青年が先におりる、連絡先の交換はしない。

旅はゆきづり、NYはとおりすがり。

次の駅がユニオンスクエアだ。上司に目配せをする

複数の路線が交差するユニオンスクエア駅構内では常にダンスや楽器演奏、大道芸が繰り広げられ、絶え間なく賑やか。

混雑を乗り越え、目的地へ。

”I love your coat!”-素敵なコート!

今度は大柄な黒人(こちらではAfrican Americanという )男性に呼び止められる。

”You must be working as creative”―クリエイティブなお仕事をしてるの?
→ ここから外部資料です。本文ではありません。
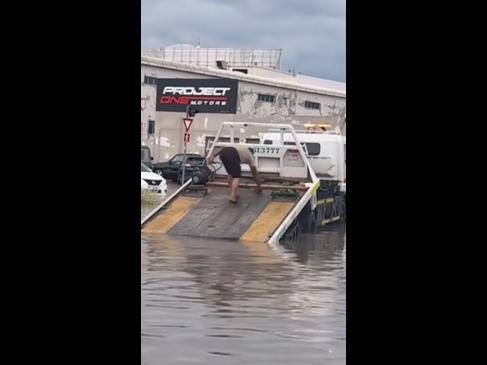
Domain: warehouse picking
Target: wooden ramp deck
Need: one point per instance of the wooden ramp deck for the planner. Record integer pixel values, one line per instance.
(253, 218)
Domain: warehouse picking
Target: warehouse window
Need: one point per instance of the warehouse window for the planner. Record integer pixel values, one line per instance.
(252, 140)
(151, 128)
(243, 70)
(149, 80)
(264, 97)
(311, 105)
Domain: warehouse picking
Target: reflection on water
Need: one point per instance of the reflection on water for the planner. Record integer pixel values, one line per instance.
(226, 302)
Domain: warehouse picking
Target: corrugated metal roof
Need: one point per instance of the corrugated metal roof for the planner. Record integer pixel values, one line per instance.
(302, 82)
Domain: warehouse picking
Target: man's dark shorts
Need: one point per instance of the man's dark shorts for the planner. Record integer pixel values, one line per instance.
(231, 161)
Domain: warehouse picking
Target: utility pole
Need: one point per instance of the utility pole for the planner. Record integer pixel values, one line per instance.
(190, 113)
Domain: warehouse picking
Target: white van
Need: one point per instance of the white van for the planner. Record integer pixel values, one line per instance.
(326, 152)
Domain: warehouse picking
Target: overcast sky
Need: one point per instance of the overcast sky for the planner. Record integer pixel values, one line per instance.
(311, 33)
“No, I work is mostly marketing” ―ううん、ただのマーケティング

“It’s still required creative mind” ―マーケティングだって、クリエイティブな考えを要求されるわよ

改札の間際でのちょっとした出来事。

ニューヨーカーはおしゃべりがすき。そして他意なく思ったことを口にする。

重厚そうなドアの向こう側でクライアントが既に着席しているがとおりの窓から見えた。資料はかばんの中。パソコンはスリープモードなのですぐに起動可能。

いつまでたっても苦手な打ち合わせ前のスモールトークが始まる。

えーっと…今日は何を用意してきたっけ。

打ち合わせ資料のほか、ちゃんとスモールトーク用のトピックまで用意しているまめな日本人がそこにいる。